An hour later, when he knew that his mother had retired, he removed his shoes, and noiselessly carried the dead cat downstairs and out of doors, throwing it down among some bushes, where it might appear that the poor thing had there parted with life.
Back in his room, Percy locked his door, and set a table against it, and then went to bed, and finally to sleep. On the following morning he was up with the sun; and by the time he had performed his ablution, and completed his toilet, he had resolved fully upon the course he would pursue.
He would make no complaint to his mother; he would tell her nothing of what he had discovered, unless she should push him.
Yet he meant to put the laboring oar into her hand. She could demand what of explanation she pleased.
He possessed but little personal property. All the furniture in the cottage was the property of his mother, though a portion of it he had purchased. He had his clothing, a few valuable weapons—three swords, half a dozen pistols of different sizes and patterns, a fine rifle, and three fowling-pieces, or one of them was a proper king’s-arm musket.

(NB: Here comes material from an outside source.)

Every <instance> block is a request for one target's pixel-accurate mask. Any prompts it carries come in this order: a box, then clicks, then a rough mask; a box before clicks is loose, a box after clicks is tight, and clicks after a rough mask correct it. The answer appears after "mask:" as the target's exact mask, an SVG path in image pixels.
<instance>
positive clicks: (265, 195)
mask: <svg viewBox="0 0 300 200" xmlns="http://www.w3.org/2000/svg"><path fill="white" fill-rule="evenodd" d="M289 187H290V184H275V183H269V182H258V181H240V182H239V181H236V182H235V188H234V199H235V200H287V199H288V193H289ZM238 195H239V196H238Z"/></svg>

This property he collected—not together, but so arranged it that it could handily and quickly be taken in hand and carried away. He then went below, with the bottle in his hand, finding Margery just out from her sleeping-room, which was on the ground floor.
He met her eye as he entered the living-room, and saw that she was shaken. A tremor shook her from head to foot. Her countenance was not that of a happy woman.
Evidently she was not proud of what she had done, nor quite satisfied with it.
“Mother,” he said, in his usual pleasant tone, but with a tinge of sadness in it, “I have brought back the wine.”